Most VC pitches hinge on a key number:
Return On Investment (ROI) = LifeTime Value (LTV) / Cost to Acquire a Customer (CAC)
And I can’t blame them: VCs are in the business of selling money. They want to know that if they sell you their money (paid for with equity), it’ll be put to good use. This is more true today than ever because startups are so cheap to run anymore, meaning the only realistic way you can spend millions of dollars is on customer acquisition.
But the open secret that has taken me years to learn is this: it’s all bullshit. Yes, all startups do present those numbers (you can’t not), and some even believe them. And the more confident (or deluded) you are by those numbers, the more aggressively you can bet (excuse me, invest) into it. But in the vast majority of cases, for the vast majority of successful startups I’ve researched (both old and new), the numbers are total crap. Again and again, I see:
- LTV is usually infinite. The easy place to start is estimating LTV = Monthly Churn / MRR. But monthly churn is always super erratic (due to the law of small numbers) and MRR is always changing (hopefully going up), meaning due to “accumulation of error” the statistical relevance of that number is so low as to be useless. Furthermore, even if it wasn’t useless, oftentimes that method of estimating LTV is flat out wrong. If you have a large variance in your MRR (for example, Expensify has customers who pay under $5/mo to over $5K/mo — all for the same basic product) and low churn amongst real customers (versus those who just did a “paid trial”) you might find yourself ending up with “negative revenue churn”. This means that the people who stay continue to pay you more over time than the people who leave, indefinitely. Which means your LTV is, effectively, infinity. Which isn’t nearly as awesome as it sounds, because it’s immediately discarded out of hand as impossible.
- CAC is usually zero. Most freemium businesses (and many of the top non-freemium businesses) don’t pay for leads — or if they do, pay for them in ways that are completely unquantifiable. (Dig in to Intuit, Xero, Yammer, Box, Atlassian, Salesforce, or a dozen others and you’ll typically find that less than a third of marketing spend can be attributed directly to new revenue. Nobody likes to admit it, but in most cases — especially for the most successful businesses — marketing is largely of matter of faith.) But again, like an infinite LTV, having a zero CAC isn’t actually that awesome because it doesn’t mean your leads are actually free (in a non-marginal sense), but rather that you don’t have any realistic way to buy more.

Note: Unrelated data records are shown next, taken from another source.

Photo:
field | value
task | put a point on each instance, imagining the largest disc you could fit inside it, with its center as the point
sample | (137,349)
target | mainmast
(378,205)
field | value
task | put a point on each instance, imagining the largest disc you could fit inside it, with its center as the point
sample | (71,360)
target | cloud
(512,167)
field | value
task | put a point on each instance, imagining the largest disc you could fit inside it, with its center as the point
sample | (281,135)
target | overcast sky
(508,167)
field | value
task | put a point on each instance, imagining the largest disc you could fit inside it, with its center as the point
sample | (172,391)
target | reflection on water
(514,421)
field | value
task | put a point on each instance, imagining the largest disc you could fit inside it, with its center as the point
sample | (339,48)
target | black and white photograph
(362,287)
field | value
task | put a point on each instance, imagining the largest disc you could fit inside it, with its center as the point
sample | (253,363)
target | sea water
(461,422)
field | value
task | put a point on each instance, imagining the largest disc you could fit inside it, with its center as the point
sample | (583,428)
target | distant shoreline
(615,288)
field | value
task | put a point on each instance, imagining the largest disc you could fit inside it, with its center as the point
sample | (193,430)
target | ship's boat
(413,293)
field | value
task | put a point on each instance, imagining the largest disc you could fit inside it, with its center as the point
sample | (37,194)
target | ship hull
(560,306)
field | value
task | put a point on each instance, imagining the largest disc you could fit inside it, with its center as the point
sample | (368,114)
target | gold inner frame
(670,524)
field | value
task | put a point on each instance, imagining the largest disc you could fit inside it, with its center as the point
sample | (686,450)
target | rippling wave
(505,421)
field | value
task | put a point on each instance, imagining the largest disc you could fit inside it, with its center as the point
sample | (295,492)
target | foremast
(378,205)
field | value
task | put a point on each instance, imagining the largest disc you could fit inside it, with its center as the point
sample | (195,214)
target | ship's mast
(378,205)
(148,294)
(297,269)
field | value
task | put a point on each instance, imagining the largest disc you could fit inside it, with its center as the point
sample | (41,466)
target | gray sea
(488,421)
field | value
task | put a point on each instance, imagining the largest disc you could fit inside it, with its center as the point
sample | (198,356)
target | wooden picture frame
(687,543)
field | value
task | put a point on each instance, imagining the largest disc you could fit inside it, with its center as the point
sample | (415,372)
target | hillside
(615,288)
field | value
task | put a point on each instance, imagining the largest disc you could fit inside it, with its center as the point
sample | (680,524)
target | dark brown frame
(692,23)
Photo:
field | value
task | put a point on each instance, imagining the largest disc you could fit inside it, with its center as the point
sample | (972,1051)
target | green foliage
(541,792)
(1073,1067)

- Therefore, LTV / CAC = Infinity / Zero. What does that even mean? I have no idea, but that’s what the math says.
The dirty secret that I think is gaining more traction in Silicon Valley is that the classic metrics we’ve all grown up with aren’t making nearly as much sense as they once did. You know you’re talking with a savvy VC when they don’t freak out when your business doesn’t fit these outdated formulas. You know you’re talking with a great VC if they don’t even ask outdated questions in the first place.